The US has two main provisions to prevent double taxation. The first involves American expats claiming the US Foreign Tax Credit on IRS Form 1116. The Foreign Tax Credit provides US tax credits to the same value of foreign income tax that expats have paid abroad.
The second way to avoid double taxation is by claiming the Foreign Earned Income Exclusion on Form 2555.
The Foreign Earned Income Exclusion for expats
The Foreign Earned Income Exclusion lets expats exclude up to a maximum of around $105,000 (the figure rises each year for inflation) of their earned income from US taxation.
Passive income such as pension, rents and dividends on the other hand can’t be excluded – only actively earned income, such as salary or self-employment income.
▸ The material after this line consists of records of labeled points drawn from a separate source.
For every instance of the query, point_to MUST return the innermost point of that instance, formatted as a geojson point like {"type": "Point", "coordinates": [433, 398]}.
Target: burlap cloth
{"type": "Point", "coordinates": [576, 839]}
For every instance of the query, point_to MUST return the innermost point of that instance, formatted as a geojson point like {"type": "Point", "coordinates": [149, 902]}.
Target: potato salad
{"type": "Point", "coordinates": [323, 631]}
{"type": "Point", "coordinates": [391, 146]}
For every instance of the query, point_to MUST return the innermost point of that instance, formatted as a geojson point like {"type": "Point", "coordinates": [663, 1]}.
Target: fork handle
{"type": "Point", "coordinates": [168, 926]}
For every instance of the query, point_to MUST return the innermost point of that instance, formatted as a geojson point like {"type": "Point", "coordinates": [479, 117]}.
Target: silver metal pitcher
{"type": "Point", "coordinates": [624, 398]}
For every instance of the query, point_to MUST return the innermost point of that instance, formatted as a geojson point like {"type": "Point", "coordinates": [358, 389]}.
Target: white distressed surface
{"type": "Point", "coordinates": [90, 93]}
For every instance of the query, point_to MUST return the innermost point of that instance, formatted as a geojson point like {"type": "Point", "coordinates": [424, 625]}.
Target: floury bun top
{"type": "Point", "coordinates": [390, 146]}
It’s a simple, convenient option for expats whose only income is actively earned and who earn less than the $105,000 threshold, and especially those who don’t pay foreign income taxes, or who pay foreign taxes at a lower rate than the US rate (so that if they claimed the Foreign Tax Credit, they wouldn’t have enough foreign tax credits to eliminate their US tax bill).
Expats who pay foreign income tax at a higher rate than the US rate are often better off claiming the Foreign Tax Credit.
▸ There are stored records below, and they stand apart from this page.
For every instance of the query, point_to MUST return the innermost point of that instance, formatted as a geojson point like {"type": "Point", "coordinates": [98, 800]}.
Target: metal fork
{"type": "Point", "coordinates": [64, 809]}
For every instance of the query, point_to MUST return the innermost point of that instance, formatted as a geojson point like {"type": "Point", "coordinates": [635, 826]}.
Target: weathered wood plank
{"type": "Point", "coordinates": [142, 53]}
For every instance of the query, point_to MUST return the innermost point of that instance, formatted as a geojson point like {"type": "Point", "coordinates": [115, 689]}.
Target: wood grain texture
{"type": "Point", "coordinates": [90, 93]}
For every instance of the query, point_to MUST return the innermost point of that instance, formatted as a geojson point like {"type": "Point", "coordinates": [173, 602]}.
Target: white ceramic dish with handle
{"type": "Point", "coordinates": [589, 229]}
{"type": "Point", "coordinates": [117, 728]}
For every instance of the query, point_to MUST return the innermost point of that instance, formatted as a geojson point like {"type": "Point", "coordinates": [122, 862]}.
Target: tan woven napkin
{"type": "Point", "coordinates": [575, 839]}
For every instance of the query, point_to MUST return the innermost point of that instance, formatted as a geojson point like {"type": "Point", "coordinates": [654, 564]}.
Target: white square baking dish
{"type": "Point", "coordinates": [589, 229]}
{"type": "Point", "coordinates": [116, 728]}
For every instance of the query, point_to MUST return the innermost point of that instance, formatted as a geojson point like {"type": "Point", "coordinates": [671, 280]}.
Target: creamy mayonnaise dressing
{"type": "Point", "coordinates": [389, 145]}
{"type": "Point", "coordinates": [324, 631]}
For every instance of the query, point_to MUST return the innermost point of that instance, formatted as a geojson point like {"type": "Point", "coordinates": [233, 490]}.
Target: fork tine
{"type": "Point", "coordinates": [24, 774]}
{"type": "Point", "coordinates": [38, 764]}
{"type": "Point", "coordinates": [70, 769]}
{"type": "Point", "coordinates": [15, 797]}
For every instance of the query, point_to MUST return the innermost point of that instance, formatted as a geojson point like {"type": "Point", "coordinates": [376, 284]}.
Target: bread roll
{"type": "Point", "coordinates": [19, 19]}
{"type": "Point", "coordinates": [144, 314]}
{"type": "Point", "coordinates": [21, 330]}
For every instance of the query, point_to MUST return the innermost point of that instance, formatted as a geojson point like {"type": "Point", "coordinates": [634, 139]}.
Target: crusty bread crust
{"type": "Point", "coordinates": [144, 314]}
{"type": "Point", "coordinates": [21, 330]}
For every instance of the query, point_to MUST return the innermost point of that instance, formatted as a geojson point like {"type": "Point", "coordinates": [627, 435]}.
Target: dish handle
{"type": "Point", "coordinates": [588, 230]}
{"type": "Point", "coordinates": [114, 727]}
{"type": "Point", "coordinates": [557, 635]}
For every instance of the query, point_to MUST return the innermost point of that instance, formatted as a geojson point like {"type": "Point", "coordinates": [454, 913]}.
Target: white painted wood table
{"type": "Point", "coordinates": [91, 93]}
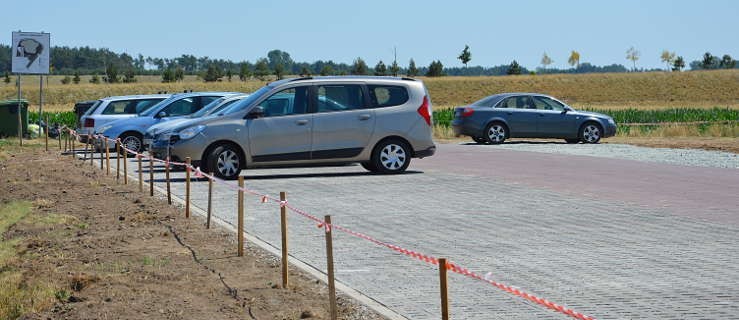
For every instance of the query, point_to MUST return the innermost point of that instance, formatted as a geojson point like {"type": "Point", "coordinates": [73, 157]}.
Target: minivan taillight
{"type": "Point", "coordinates": [424, 111]}
{"type": "Point", "coordinates": [467, 111]}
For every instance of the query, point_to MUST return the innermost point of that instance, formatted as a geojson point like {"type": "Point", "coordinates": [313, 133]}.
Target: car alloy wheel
{"type": "Point", "coordinates": [496, 133]}
{"type": "Point", "coordinates": [228, 163]}
{"type": "Point", "coordinates": [132, 143]}
{"type": "Point", "coordinates": [591, 133]}
{"type": "Point", "coordinates": [392, 157]}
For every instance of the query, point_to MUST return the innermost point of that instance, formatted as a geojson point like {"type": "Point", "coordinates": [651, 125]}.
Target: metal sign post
{"type": "Point", "coordinates": [30, 55]}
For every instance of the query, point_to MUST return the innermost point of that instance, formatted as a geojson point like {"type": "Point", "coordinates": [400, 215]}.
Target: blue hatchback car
{"type": "Point", "coordinates": [529, 115]}
{"type": "Point", "coordinates": [131, 131]}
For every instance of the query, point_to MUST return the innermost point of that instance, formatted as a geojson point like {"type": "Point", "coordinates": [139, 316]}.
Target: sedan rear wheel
{"type": "Point", "coordinates": [590, 133]}
{"type": "Point", "coordinates": [225, 162]}
{"type": "Point", "coordinates": [496, 133]}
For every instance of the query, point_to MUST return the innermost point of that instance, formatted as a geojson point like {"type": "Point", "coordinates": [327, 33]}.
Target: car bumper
{"type": "Point", "coordinates": [430, 151]}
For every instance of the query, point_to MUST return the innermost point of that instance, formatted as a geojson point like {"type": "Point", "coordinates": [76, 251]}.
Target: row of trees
{"type": "Point", "coordinates": [111, 67]}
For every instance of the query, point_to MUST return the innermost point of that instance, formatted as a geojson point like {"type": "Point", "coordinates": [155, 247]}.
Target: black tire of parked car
{"type": "Point", "coordinates": [391, 156]}
{"type": "Point", "coordinates": [133, 141]}
{"type": "Point", "coordinates": [590, 132]}
{"type": "Point", "coordinates": [225, 162]}
{"type": "Point", "coordinates": [501, 132]}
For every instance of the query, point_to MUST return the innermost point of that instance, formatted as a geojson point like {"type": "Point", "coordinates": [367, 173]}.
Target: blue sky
{"type": "Point", "coordinates": [496, 31]}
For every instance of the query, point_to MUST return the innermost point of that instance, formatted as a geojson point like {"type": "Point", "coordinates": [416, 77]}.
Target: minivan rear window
{"type": "Point", "coordinates": [387, 96]}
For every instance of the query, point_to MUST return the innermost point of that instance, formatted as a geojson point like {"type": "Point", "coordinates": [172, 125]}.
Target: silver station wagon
{"type": "Point", "coordinates": [529, 115]}
{"type": "Point", "coordinates": [380, 122]}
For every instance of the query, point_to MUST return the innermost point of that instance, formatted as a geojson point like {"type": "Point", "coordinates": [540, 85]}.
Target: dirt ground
{"type": "Point", "coordinates": [120, 254]}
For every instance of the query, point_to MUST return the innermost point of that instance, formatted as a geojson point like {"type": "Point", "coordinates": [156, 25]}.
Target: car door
{"type": "Point", "coordinates": [520, 115]}
{"type": "Point", "coordinates": [284, 132]}
{"type": "Point", "coordinates": [553, 122]}
{"type": "Point", "coordinates": [342, 123]}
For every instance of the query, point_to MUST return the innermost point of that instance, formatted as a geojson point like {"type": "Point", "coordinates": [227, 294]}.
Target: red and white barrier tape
{"type": "Point", "coordinates": [420, 256]}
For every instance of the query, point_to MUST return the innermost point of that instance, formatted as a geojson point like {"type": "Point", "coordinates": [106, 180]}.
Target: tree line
{"type": "Point", "coordinates": [108, 66]}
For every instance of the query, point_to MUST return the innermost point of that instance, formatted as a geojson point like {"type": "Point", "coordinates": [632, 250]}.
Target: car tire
{"type": "Point", "coordinates": [590, 132]}
{"type": "Point", "coordinates": [133, 141]}
{"type": "Point", "coordinates": [391, 156]}
{"type": "Point", "coordinates": [480, 140]}
{"type": "Point", "coordinates": [368, 166]}
{"type": "Point", "coordinates": [225, 162]}
{"type": "Point", "coordinates": [496, 133]}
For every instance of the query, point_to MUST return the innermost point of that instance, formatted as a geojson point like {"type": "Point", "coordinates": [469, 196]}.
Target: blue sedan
{"type": "Point", "coordinates": [529, 115]}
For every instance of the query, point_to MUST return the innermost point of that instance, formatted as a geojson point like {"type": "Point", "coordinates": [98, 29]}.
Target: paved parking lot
{"type": "Point", "coordinates": [554, 226]}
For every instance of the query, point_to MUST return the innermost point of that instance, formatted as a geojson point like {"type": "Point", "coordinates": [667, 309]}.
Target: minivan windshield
{"type": "Point", "coordinates": [153, 108]}
{"type": "Point", "coordinates": [241, 105]}
{"type": "Point", "coordinates": [92, 108]}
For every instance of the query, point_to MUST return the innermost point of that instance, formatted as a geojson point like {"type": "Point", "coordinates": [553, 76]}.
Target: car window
{"type": "Point", "coordinates": [339, 98]}
{"type": "Point", "coordinates": [286, 102]}
{"type": "Point", "coordinates": [486, 102]}
{"type": "Point", "coordinates": [387, 96]}
{"type": "Point", "coordinates": [544, 103]}
{"type": "Point", "coordinates": [180, 107]}
{"type": "Point", "coordinates": [128, 106]}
“If you qualify, you can use Form 2555 to figure your Foreign Earned Income Exclusion and your Housing Exclusion. You cannot exclude or deduct more than your foreign earned income for the year.”
– the IRS
Expat parents who claim the Foreign Earned Income Exclusion won’t be able to claim the Child Tax Credit either (they can if they claim the Foreign Tax Credit on the other hand).
To claim the Foreign Earned Income Exclusion, expats must file Form 2555 with Form 1040. Expats have until June 15th to file, and can request a further extension until October 15th should they need to.
Form 2555 requires expats to certify (and be able to prove) that they either spent 330 days outside the US in the tax year, or that they are a permanent resident in another country. These tests are called the Physical Presence Test and the Bona Fide Residence Test, respectively.
Form 2555 also lets expats who earn over the maximum threshold and who rent their home abroad to exclude more of their income from US tax, related to their rental expenses, by claiming the Foreign Housing Exclusion.
Step by step Form 2555 instructions for expats
IRS Form 2555 has nine sections, although expats don’t have to fill in all of them.
Part I contains 9 lines and should be filled in by everyone. Information requested includes name and address, employer’s name and address, whether you are employed or self employed, why you live abroad, and whether you’ve claimed and revoked the Foreign Earned Income Exclusion previously (once revoked, it can’t be claimed again for 5 years).
Expats should then fill in either Part II, or Part III, depending on whether they’re using the Physical Presence Test, or the Bona Fide Residence Test. In both cases they must provide information about the time they spent in the US during that year.
All expats should fill in Parts IV and V. In Part IV, expats should enter their income and any other compensation that they’ve received in lieu of services provided (e.g. recouped expenses). Part V meanwhile asks whether expats also want to claim the Housing Exclusion (or the Housing Deduction for self-employed expats). If the answer is yes, they should also complete Part VI.
Parts VII and VIII are where expats enter the final figures based on those they’ve entered previously. All figures should of course correspond with those on Form 1040. Part IX is just for expats claiming the |Foreign Housing Exclusion or Deduction.
Seek advice and catch up
Filing US taxes from abroad isn’t as simple as filing from in the US, due to the additional forms required to avoid double taxation, currency conversion, and foreign account and business reporting.
Almost all expats will benefit from seeking advice from an expat tax specialist.
Expats who have previous years’ filing to catch up on can often do so under an IRS amnesty program such as the Streamlined Procedure, so long as they do so voluntarily before the IRS contacts them.